Пегий молча внимал словам этого человека, от которого шел свой запах, впрочем, такой же терпкий, таежный, как и от прежнего его хозяина. И тот и другой не курили, и ничего в них противного собачьему нюху не было. Пегий облизывался, съев пищу из рук хозяина, глаза его жадно просили еще, но Хрисанф Мефодьевич пока больше ему ничего не давал. И поехал дальше, а Пегий бежал рядом с ним.
Хрисанф Мефодьевич приметил в одном месте след колонка и хотел было испытать способность Пегого, но вовремя остановился.

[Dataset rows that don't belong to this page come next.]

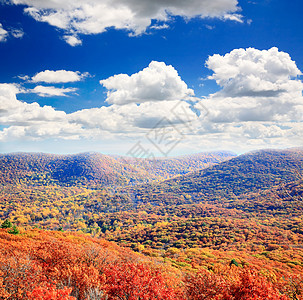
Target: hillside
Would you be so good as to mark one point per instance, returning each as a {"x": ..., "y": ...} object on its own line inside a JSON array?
[
  {"x": 97, "y": 169},
  {"x": 244, "y": 174}
]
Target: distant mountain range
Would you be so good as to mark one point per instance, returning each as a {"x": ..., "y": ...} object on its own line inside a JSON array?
[
  {"x": 251, "y": 172},
  {"x": 95, "y": 169}
]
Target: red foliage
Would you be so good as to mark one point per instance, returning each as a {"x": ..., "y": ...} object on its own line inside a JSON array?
[
  {"x": 132, "y": 280},
  {"x": 245, "y": 284},
  {"x": 50, "y": 292}
]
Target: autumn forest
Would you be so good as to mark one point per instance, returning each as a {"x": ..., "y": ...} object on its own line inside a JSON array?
[{"x": 212, "y": 225}]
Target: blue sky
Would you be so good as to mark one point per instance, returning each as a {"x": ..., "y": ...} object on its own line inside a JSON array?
[{"x": 150, "y": 78}]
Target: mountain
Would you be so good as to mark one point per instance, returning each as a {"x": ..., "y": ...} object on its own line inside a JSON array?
[
  {"x": 246, "y": 173},
  {"x": 98, "y": 169}
]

— Опасаюсь — сбежишь ты от меня в Скит, — сказал Савушкин, хотя собака уже забеспокоилась, водила носом, сопела, втягивая воздух. — Прикормлю, поживешь у меня недельку-другую, тогда поглядим.
Под вечер, засветло, человек, конь и собака подвернули к жилью.
— Что за чертовщина! — громко выругался Хрисанф Мефодьевич, когда увидел, что дверь в зимовье распахнута, и шкура Шарко, сорванная с гвоздя, валяется в черном, истоптанном снегу под порогом. — Это какой же дьявол ко мне приходил? — Не слезая с Солового и взяв на изготовку ружье, он сурово спросил: — Если кто есть в зимовье — выходи!
Никто не ответил. По всей вероятности, в избушке не было никого.
Вокруг зимовья так было натоптано, что разобрать следов не представляло никакой возможности. В отдалении, где проходила обычно дорога из Кудрина на Тигровку, выделялся свежий тракторный след. Савушкин определил, что трактор проследовал в Кудрино, минуя зимовье.
Привязав не расседланного коня, Хрисанф Мефодьевич заглянул в тракторную тележку, думая, уж не за готовым ли мясом кто охотился. Мясо лося лежало на месте. Все еще трудно дыша, хотя немного и успокоившись, он вошел в зимовье. Там все было вверх дном: что висело по стенам на гвоздях — было сброшено на пол и втоптано, нары сорваны, перевернуты, фляга с водой опрокинута, и вода на полу у порога застыла в лед.